Install DebugDiag 2.0 on the server. Location: http://debugdiag.com

If you can't get permission to install it with the .msi, consider the xcopy option here.

 

Launch DebugDiag 2.0 Collection

Confirm that "Crash" is selected as the rule type and click NEXT

Player that I am in the SharePoint universe, I tend to focus on a specific w3wp.exe that corresponds to a specific IIS Application Pool.

Assuming you know which Application Pool to focus on, select "A specific IIS web application pool."

Select the Application Pool in focus and click NEXT

 

For good measure I like to log some of the native code exceptions (non-.net) as well as the managed/.net exceptions.

SharePoint uses both native and managed code. This will help give some insight into the native side.

So change action type to "log stack trace" and change action limit to a high number (like 9999 or 999999).

Click the EXCEPTIONS button

 

Click the ADD EXCEPTION button

 

On the left side, select CLR (.NET) 1.0 – 3.5 Exception

On the right side, set Action Type to "Log Stack Trace" and Action Limit to a high number (like 9999 or 99999)

Click OK

 

 

Click the SAVE&CLOSE button

 

Click NEXT

 

Feel free to change the Rule Name to something like "Exception logging for Application Pool XYZ" if you please.

Feel free to change the rule output location.

Click NEXT

 

Place a bullet beside "Do not activate the rule at this time" and click FINISH.

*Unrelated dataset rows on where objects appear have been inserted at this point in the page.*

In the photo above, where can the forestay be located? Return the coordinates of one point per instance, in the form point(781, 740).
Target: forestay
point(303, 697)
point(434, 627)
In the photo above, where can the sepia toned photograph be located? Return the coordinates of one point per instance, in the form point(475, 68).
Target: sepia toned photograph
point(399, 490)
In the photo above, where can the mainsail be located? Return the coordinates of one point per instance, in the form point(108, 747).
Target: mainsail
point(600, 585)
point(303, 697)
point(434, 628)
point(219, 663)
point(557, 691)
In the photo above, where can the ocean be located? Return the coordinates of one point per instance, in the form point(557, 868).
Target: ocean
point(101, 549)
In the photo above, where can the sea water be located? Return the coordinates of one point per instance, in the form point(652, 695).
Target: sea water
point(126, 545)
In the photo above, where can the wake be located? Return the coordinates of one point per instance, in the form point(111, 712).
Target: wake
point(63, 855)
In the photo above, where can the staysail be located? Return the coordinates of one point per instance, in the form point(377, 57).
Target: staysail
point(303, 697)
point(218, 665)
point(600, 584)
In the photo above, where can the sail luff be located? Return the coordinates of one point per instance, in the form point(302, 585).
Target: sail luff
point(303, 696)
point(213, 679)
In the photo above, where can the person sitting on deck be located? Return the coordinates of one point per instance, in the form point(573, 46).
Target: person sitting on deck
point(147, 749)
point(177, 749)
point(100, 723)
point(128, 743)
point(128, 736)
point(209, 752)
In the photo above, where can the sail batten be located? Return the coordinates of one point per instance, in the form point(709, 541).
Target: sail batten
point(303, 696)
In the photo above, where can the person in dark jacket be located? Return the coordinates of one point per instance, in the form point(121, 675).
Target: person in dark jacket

If you want to have a "baseline" to have a record of which exceptions are "normal," right-click the rule, activate it, generate some activity on the website without duplicating the problem you're hoping to troubleshoot, deactivate the rule, and then proceed with the next steps.

 

It's probably a good idea to get additional debug information added to the log file.

To do so, expand the tools menu, select Options and Settings

 

Place a checkmark beside "Enable raw debugger logs. Includes debug output and engine messages."

Click OK

 

Get everything as ready as possible to reproduce the problem. If possible, get to the point where you are one simple mouse-click away from reproducing your problem.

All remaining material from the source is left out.